A team from the Department of Orthopaedic Surgery at Singapore General Hospital examined 104 patients who had single-level anterior cervical discectomy and fusion (ACDF) for cervical spondylotic myelopathy and their preoperative mental health and found that the degree of post op improvements were largely NOT correlated with mental health.
Poor Mental Health Irrelevant to Degree of Postop Gains?

Their work, “Poor Baseline Mental Health Does Not Influence Improvement in Patient-reported Outcomes, Satisfaction, and Return to Work Two Years After Single-level Anterior Cervical Discectomy and Fusion,” was published in the June 15, 2019 edition of Spine.
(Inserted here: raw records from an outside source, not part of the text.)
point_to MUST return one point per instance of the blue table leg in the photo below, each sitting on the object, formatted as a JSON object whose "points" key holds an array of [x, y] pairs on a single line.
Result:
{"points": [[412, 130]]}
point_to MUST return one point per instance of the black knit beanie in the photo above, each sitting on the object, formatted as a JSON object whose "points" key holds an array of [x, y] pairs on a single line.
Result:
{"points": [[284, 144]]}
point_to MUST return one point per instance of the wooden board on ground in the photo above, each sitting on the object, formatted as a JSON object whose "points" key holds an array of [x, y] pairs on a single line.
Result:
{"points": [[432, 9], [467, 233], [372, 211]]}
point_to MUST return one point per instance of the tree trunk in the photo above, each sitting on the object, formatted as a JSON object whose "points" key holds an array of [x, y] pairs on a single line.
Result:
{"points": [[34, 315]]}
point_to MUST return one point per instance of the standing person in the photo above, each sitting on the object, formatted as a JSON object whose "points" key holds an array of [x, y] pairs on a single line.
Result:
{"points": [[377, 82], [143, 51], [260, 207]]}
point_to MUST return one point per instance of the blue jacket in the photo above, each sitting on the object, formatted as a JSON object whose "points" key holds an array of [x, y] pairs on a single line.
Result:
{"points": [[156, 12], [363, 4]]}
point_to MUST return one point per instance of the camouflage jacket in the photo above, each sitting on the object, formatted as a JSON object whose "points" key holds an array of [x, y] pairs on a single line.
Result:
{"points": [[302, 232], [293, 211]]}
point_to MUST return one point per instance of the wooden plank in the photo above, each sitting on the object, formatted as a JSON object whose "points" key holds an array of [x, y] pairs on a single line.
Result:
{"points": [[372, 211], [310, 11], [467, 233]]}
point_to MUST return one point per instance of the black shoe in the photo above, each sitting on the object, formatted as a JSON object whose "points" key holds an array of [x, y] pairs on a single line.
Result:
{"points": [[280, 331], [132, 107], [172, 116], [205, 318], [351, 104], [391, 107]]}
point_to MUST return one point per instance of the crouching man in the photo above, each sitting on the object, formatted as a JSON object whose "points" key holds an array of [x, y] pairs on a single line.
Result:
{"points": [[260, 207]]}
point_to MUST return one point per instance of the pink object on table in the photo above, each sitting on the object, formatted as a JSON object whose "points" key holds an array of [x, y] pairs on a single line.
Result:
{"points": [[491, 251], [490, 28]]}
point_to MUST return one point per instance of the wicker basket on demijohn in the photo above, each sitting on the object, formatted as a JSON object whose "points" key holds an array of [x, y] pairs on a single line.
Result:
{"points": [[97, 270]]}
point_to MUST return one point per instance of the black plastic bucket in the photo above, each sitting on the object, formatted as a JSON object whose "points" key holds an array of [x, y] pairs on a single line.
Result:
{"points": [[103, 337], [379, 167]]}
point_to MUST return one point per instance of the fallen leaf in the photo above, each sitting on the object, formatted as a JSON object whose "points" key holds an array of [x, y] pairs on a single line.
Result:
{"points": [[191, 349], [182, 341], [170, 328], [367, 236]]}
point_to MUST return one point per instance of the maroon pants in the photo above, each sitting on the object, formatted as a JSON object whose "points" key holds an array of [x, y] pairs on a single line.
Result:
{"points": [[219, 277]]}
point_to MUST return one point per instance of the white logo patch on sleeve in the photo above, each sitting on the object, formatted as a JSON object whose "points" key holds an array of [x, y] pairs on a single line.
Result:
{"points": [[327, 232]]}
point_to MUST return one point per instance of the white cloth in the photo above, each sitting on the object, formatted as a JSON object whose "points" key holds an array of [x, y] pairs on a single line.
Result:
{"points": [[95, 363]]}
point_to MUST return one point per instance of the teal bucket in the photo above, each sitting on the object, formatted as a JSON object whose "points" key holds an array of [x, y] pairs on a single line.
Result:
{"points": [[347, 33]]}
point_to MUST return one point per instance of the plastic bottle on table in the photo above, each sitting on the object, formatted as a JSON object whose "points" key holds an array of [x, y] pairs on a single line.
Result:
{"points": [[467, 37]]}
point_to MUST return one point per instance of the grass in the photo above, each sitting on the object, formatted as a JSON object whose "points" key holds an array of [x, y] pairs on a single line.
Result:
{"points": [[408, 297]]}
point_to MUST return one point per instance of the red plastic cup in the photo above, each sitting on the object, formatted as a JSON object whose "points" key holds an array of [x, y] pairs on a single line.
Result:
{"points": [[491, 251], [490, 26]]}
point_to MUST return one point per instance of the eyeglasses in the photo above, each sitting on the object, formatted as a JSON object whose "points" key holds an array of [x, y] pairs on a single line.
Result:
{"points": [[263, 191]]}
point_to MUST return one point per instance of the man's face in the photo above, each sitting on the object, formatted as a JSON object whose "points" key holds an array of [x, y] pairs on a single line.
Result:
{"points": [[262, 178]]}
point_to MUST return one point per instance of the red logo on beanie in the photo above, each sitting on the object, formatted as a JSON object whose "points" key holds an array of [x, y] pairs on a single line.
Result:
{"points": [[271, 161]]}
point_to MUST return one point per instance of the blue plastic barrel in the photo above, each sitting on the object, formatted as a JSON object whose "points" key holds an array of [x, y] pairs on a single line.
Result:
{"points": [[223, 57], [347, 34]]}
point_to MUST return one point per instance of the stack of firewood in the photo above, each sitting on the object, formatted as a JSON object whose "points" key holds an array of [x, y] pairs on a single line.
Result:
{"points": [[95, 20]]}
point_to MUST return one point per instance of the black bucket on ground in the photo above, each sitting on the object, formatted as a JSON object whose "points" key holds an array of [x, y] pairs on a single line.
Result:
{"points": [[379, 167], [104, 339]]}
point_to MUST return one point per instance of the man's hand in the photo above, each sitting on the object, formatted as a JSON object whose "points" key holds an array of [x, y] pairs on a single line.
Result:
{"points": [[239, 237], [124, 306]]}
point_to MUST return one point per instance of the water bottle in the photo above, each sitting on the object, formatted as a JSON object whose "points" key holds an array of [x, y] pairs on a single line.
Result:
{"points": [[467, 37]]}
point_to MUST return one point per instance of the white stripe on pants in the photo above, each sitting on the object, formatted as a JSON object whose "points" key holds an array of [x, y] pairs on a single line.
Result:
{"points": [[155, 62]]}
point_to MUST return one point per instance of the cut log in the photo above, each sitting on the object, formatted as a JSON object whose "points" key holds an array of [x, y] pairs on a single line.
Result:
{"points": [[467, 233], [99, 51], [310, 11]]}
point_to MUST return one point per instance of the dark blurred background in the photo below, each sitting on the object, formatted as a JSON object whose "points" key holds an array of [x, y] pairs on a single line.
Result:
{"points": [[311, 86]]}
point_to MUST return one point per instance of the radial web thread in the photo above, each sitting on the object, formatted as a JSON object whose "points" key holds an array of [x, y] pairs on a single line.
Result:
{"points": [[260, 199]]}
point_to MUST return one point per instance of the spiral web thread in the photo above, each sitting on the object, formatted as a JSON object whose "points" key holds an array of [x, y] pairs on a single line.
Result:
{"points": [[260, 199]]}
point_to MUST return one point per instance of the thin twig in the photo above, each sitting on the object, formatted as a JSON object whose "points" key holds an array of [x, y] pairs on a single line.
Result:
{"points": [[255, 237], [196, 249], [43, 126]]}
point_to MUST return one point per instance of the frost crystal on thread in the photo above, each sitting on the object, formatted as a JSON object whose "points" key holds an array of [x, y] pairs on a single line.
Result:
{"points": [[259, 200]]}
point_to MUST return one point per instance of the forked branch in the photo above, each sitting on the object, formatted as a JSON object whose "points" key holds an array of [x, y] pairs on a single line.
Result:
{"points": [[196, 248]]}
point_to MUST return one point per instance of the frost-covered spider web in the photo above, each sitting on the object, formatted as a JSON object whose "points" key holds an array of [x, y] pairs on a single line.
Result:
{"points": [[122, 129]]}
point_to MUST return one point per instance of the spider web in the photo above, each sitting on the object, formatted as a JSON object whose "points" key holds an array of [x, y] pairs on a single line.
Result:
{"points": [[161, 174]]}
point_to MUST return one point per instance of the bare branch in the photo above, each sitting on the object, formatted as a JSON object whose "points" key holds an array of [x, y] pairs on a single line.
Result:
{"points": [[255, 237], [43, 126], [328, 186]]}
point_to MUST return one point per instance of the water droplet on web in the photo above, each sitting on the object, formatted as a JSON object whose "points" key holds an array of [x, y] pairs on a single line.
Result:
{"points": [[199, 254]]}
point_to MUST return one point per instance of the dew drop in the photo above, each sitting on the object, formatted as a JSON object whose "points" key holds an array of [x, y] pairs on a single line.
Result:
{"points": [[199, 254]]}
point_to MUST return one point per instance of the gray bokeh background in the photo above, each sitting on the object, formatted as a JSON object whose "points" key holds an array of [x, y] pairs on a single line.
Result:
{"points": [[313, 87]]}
Lead author Graham Goh, MBBS, MRCS (Edin) told OTW, “Anterior cervical discectomy and fusion (ACDF) is a successful procedure for the treatment of degenerative cervical myelopathy. However, we noted in follow-up visits that a subgroup of patients did not experience significant improvements in pain and disability after surgery.”
“Using the wealth of data on spine surgery outcomes that we had collected over more than 10 years, we began identifying potential preoperative risk factors for poorer outcome. Depression and anxiety are known predictors for the onset and severity of disabling neck and back pain, hence we had concerns that a patient’s preoperative mental health status would influence his/her postoperative outcome after cervical spine surgery.”
Co-author Lincoln Liow, MBBS, DWD (CAW), MRCS (Edin), MMed (Ortho) told OTW, “Patients with poor mental health had greater residual neck pain and disability postoperatively. However, the degree of improvement in outcome scores was comparable between those who had poor mental health and those who did not.”
“Both groups experienced a clinically significant improvement and were equally satisfied after ACDF. Moreover, patients with psychological distress preoperatively had a greater improvement in mental health postoperatively.”
“Screening for psychological disorders using simple mental health assessment tools widely available could easily become part of the preoperative workup for patients in every orthopaedic practice, including surgeons performing ACDF. Many spine centres have already incorporated psychological screening in their spine surgery programs.”
“The impact of any mental disability on perceived outcome can be discussed with the patient preoperatively. If an organic psychiatric cause is detected, the patient could undergo specific psychological preoperative treatment to optimize results after ACDF. Customized exercise programmes, behavioural support and modification of their expectations of ACDF could simultaneously help to improve satisfaction, self-efficacy and the mood of the patient.”
Co-author John Chen, MBBS (NUI), BAO, LRCSI FRCS (Edin),director of the spine service at Singapore General Hospital, said, “ACDF reduced the prevalence of psychological distress in our cohort, likely because of a reduction in physical limitations achieved after surgery, as evident from their improved functional and quality of life indices.”
“It is possible that lower preoperative mental health was driven by spinal disability. While patients with poorer preoperative mental health had relatively poorer function, greater pain and worse neurogenic symptoms pre- and postoperatively, these patients experienced a clinically significant improvement in all outcome scores.”
“The results of this study show that mental health improves in patients with degenerative cervical myelopathy who underwent ACDF, together with a reduction in pain and disability. Surgical treatment for myelopathy may work synergistically with mental health treatments to improve the quality of life to a greater extent than might be seen with either isolated intervention.”

Discussion
This is a fascinating development. In my practice we've seen similar outcomes with the revised protocol. The key differentiator seems to be patient selection criteria. Has anyone else noticed the correlation with BMI thresholds?
Great point. I'd push back slightly on the conclusion, the sample size in the cited study is too small to draw population-level inferences. That said, the directional signal is compelling and worth a larger RCT.
We implemented a similar approach last year. Early results are promising but we're still gathering 12-month follow-up data. Happy to share our protocol if anyone is interested.